Había dejado aparcado el Corvette en el linde del cementerio. Y allí continuaba, extraño visitante en un lugar en el que el tiempo parecía haberse detenido. No le extrañaba que el director Fury hubiese elegido aquel lugar para su despedida. Se corrigió a sí misma mentalmente. Fury ya no era director de la agencia. Principalmente porque ya no había agencia a la que dirigir, además del hecho de que, a ojos de todo el mundo, Nicholas Joseph Fury estaba muerto. No pudo evitar que una sonrisa acudiese a su rostro. A Fury siempre le había gustado mucho el teatro: las grandes entradas, las frases rimbombantes. Su despedida no podía ser de otra manera.

Accionó el mando a distancia del coche y éste respondió con un agudo pitido y un destello de luces. Cuando llegó hasta él, sus dedos se detuvieron en la manilla de la puerta. Miró sobre su hombro, en dirección a los árboles y las tumbas que acababa de dejar atrás. Steve estaba aún allí, al fondo, en pie. Serio, como sólo él podía mostrar seriedad, con la mandíbula apretada y con el dossier que ella le había dado, mirándolo fijamente.

Antes de entregárselo, le había echado un vistazo pese a saber qué había en él: el perfil del Soldado de Invierno. Todo desde su primera aparición, allá por los años cincuenta. Sus primeros trabajos. El trabajo de un fantasma.

Vio a Sam Wilson aún acompañando a Steve, apenas a unos metros de él. Hacía muy poco que conocía a aquel hombre, pero algo le decía que la cruzada de Steve, cualquiera que esa fuese, se iba a convertir en la suya propia. Sam era el soldado disciplinado, el camarada de batallas, el amigo en el que uno podía apoyarse cuando las cosas se torcían. Era aquel tipo de hombre en el que se podía confiar y Natasha estaba contenta de dejar a Steve con él. Si ella no podía estar, Sam era una opción más que aceptable. Sonrió vagamente, apenas curvando la comisura de sus labios, y abrió por fin la puerta del coche.

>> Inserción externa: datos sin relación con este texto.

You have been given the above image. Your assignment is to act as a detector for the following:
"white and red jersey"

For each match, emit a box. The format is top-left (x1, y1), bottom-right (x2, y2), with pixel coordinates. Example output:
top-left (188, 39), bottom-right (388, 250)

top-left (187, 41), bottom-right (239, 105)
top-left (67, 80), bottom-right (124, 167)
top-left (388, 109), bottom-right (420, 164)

El cuero del asiento la acarició al sentarse. Aquellos miles de dólares que había pagado por aquel coche se apreciaban en todos los detalles, y el tejido con el que habían fabricado los asientos era el más llamativo de ellos. Era envolvente y suave al tacto. Arrugó los labios en señal de disgusto y miró a su alrededor. Le iba a costar desprenderse de él, pero ya no podía seguir usándolo. El coche era demasiado ostentoso y llamativo para pasar desapercibida, que era precisamente lo que ella debía hacer en aquel momento. Junto con todos los secretos de SHIELD que había lanzado al exterior, estaban los suyos propios, su pasado, sus acciones. No se orgullecía de la mayoría, pero todas ellas, todas esas misiones, todos esos trabajos para la KGB primero y para la organización después, habían hecho que fuese quien era en ese momento. Y de eso sí que no se arrepentía.